Fifo le ordenó a sus enanos que dejaran caer sobre la gruta marina el cuerpo de un prisionero político maniatado y desnudo. Lo primero que hizo Tiburón Sangriento fue romper con sus dientes las amarras de la víctima, que desesperadamente trataba de escapar a nado. Pero Tiburón Sangriento fácilmente le daba alcance, la envolvía en sus burbujas y la conducía al fondo marino; luego, sujetando al prisionero entre sus aletas, salía a la superficie, bailando con él, ante el público fascinado, una danza vertiginosa y circular en tanto que su sexo levantaba una estela de espuma. Finalmente, comprimiendo al prisionero contra el vidrio tras el cual todo el mundo observaba, comenzó a devorarlo en tanto que su sexo oscilante seguía creciendo y levantando bellísimas burbujas sangrientas. Aquella escena —y había que ver la elegancia con que el pez engullía al prisionero— erotizó a toda la concurrencia, que comenzó a masturbarse de una manera desenfrenada.
—¡Suelten los monos! —gritó entonces Fifo desde su regio palco, empujando a la Marquesa de Macondo, que de rodillas y desenfrenada quería mamarle el miembro.
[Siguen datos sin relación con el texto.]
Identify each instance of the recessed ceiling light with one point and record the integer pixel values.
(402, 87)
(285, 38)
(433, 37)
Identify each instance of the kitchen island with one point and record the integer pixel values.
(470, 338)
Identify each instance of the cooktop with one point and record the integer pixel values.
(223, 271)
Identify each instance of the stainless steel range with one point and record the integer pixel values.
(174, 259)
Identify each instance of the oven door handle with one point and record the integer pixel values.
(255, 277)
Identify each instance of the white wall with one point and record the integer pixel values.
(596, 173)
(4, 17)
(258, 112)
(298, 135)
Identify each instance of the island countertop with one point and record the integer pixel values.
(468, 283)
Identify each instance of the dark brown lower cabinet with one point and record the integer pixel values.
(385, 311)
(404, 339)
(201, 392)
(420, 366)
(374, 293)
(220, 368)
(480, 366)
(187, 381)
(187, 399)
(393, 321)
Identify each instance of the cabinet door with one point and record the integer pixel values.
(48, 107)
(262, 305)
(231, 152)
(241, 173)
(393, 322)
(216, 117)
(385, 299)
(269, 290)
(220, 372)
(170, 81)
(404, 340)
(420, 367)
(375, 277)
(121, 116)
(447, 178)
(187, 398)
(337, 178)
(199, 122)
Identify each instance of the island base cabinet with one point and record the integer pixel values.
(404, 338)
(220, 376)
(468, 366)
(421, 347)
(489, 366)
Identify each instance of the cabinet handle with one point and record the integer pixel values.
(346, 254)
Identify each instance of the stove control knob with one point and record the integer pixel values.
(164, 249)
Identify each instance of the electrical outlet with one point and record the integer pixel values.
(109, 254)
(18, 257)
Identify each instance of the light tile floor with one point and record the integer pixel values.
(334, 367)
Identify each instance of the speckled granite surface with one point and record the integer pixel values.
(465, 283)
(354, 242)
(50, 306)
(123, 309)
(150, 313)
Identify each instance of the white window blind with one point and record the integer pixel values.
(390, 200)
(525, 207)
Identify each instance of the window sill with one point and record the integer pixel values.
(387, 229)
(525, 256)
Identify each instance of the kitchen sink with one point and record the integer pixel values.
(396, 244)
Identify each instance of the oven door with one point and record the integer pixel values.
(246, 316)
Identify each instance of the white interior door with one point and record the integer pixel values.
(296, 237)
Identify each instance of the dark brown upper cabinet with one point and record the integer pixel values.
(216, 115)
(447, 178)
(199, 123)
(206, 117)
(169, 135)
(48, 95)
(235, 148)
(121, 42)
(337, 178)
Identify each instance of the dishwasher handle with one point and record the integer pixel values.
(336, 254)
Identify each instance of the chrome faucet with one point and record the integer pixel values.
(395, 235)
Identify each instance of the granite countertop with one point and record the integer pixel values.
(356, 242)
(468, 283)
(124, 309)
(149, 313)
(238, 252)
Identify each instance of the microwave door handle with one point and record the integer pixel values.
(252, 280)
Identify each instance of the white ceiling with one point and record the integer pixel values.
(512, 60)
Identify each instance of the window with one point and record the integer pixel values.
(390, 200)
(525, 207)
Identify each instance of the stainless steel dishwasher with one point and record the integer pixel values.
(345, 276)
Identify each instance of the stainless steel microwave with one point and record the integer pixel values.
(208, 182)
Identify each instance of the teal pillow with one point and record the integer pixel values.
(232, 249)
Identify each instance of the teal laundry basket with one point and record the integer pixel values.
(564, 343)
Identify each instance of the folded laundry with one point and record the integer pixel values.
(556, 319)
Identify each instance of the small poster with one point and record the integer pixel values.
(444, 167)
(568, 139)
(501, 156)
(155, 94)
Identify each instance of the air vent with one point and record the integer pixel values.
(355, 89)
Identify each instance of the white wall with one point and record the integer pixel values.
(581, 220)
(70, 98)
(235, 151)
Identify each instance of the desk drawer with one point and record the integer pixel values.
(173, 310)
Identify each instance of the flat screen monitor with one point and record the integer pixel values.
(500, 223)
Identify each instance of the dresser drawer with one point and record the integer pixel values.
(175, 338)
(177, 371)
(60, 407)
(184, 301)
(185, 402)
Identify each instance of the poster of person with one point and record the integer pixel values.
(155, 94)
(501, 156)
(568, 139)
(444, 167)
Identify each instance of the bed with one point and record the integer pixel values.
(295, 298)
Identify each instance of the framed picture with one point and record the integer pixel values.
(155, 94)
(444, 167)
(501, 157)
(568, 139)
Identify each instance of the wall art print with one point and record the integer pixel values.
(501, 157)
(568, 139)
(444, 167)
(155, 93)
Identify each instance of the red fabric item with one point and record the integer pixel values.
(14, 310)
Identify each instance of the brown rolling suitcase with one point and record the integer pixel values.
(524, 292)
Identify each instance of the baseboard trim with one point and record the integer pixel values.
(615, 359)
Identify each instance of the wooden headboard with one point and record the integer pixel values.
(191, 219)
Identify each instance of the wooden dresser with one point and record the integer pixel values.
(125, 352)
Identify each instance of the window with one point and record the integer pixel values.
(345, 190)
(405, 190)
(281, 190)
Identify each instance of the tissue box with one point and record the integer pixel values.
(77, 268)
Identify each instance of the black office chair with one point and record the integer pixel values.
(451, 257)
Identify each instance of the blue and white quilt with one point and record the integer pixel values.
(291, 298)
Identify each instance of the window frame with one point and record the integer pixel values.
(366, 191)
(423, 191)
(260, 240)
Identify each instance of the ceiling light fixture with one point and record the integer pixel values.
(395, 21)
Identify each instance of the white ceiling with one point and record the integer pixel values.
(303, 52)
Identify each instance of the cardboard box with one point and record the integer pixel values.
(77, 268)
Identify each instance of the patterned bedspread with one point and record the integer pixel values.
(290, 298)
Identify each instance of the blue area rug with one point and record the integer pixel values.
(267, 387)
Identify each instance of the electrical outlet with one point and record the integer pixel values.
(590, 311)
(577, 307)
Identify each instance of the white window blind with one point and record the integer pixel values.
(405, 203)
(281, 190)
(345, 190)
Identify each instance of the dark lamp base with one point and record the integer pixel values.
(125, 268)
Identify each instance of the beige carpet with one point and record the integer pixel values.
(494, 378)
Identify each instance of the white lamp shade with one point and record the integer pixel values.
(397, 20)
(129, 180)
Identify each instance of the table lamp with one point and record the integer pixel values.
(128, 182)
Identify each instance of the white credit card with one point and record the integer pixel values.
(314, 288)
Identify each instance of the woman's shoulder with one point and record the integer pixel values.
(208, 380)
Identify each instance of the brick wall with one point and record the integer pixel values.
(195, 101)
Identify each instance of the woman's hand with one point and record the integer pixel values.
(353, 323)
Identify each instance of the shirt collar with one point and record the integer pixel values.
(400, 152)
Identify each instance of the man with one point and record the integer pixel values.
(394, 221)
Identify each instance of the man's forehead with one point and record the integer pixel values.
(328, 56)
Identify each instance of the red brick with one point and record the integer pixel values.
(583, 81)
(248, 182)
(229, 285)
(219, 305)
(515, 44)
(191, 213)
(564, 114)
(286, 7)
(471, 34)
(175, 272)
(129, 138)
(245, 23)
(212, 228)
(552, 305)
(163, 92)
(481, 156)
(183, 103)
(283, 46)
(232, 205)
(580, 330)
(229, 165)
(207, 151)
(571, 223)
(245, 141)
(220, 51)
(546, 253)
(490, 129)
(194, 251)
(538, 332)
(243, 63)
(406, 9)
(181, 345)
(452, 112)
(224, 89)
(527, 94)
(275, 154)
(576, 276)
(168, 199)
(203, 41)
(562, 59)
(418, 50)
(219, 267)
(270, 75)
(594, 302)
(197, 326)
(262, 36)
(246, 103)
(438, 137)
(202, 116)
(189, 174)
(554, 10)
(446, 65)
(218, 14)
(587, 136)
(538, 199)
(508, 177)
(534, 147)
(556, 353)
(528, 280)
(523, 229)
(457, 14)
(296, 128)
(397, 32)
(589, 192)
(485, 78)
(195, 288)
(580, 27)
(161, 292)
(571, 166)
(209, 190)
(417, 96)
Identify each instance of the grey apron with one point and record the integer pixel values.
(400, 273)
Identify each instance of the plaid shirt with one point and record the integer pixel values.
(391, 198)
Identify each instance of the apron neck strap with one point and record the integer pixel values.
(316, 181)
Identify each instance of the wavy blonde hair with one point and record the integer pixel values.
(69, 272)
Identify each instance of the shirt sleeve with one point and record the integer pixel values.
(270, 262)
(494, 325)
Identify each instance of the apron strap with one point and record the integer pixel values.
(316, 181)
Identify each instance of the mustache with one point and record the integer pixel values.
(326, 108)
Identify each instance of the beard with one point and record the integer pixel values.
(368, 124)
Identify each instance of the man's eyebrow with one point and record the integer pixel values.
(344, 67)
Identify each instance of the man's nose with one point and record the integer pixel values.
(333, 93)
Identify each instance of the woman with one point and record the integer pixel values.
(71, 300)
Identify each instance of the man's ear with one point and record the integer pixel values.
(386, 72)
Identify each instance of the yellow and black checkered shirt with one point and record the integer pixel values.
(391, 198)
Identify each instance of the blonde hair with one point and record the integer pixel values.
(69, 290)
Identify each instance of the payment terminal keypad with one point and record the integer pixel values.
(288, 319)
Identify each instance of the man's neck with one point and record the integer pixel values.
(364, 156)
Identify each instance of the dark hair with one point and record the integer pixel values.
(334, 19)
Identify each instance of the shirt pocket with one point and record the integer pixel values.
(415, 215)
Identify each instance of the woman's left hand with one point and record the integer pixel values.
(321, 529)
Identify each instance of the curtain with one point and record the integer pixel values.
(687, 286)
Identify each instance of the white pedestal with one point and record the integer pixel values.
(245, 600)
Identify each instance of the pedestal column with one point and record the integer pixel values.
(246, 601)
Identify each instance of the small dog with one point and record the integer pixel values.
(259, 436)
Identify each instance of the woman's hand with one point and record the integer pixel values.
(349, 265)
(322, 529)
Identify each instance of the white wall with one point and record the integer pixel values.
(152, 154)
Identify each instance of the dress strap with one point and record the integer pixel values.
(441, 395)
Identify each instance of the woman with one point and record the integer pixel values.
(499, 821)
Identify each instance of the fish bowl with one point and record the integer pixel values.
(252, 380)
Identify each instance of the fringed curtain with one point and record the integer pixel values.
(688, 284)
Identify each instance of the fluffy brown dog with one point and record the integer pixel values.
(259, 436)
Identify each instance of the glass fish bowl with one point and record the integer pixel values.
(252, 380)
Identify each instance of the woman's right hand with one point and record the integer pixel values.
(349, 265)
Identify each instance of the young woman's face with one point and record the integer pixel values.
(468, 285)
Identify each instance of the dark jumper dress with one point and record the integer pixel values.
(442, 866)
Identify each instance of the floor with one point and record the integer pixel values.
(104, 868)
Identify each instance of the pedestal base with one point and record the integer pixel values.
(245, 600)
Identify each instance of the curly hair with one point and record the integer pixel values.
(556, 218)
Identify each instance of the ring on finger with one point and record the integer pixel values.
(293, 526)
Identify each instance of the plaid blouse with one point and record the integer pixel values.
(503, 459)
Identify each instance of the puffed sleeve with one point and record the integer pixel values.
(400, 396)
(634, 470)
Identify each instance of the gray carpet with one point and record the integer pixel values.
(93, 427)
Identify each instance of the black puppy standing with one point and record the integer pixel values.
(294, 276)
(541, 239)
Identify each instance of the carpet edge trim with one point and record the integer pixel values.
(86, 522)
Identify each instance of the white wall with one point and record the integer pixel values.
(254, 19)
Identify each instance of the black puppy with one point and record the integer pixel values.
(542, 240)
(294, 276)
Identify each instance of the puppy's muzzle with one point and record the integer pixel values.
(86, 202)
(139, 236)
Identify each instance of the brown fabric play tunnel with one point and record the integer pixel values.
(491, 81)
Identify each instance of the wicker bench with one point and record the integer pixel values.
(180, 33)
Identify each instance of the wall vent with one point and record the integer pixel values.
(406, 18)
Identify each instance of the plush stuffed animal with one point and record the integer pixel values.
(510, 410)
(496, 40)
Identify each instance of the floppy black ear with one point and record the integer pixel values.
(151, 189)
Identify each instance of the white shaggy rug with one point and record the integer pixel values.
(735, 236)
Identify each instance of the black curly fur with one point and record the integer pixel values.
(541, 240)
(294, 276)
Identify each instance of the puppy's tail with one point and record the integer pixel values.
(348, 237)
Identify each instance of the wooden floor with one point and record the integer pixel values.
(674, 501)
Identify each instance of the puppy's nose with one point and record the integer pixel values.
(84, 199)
Al instante, los diligentes enanos abrieron las jaulas que estaban a ambos lados del acuario y miles de gorilas lujuriosos comenzaron a violar a las damas y a los caballeros. Era realmente imponente ver a aquellos animales peludos con sus inmensos sexos clavando lo mismo a una primera dama que a un general, lo mismo a una Miss Universo que a un magnate petrolero o a un esbirro del Oriente. En tanto, Tiburón Sangriento, que había ya engullido a su prisionero, seguía contorsionándose lúbricamente delante de Fifo (que era poseído por un mono gigantesco) y delante, desde luego, de casi todos los invitados, que seguían siendo penetrados por los magníficos simios. En medio de aquella estruendosa bacanal retumbaban sin embargo los alaridos de gozo de la condesa de Merlín, ya rescatada por las tropas de Fifo del gigantesco urinario. Ante aquellos gritos, Tiburón Sangriento, en el colmo del desenfreno y la satisfacción, se volvió hacia el público mostrándoles detrás del cristal no solamente su sexo reluciente y ahora aún más descomunal, sino también sus descollantes testículos, tan grandes como los frutos de un centauro.
Al ver aquellas divinas proporciones balanceándose casi junto a sus ojos pero separadas por un cristal, la Mayoya, que no podía contener más la pasión que sentía por el pez, rechazó violentamente las apremiantes ofertas de un magnífico orangután y echó a correr por entre toda la audiencia, que era poseída en sus propias lunetas. La Mayoya abandonó el gran Teatro-Acuarium y voló rumbo al mar.
Nadie vio escaparse al mariconcito bailarín, pues todos, hasta los soldados de guardia y los diligentes enanos, se hallaban ensartados por los magníficos y lujuriosos monos que se habían desparramado por el palacio.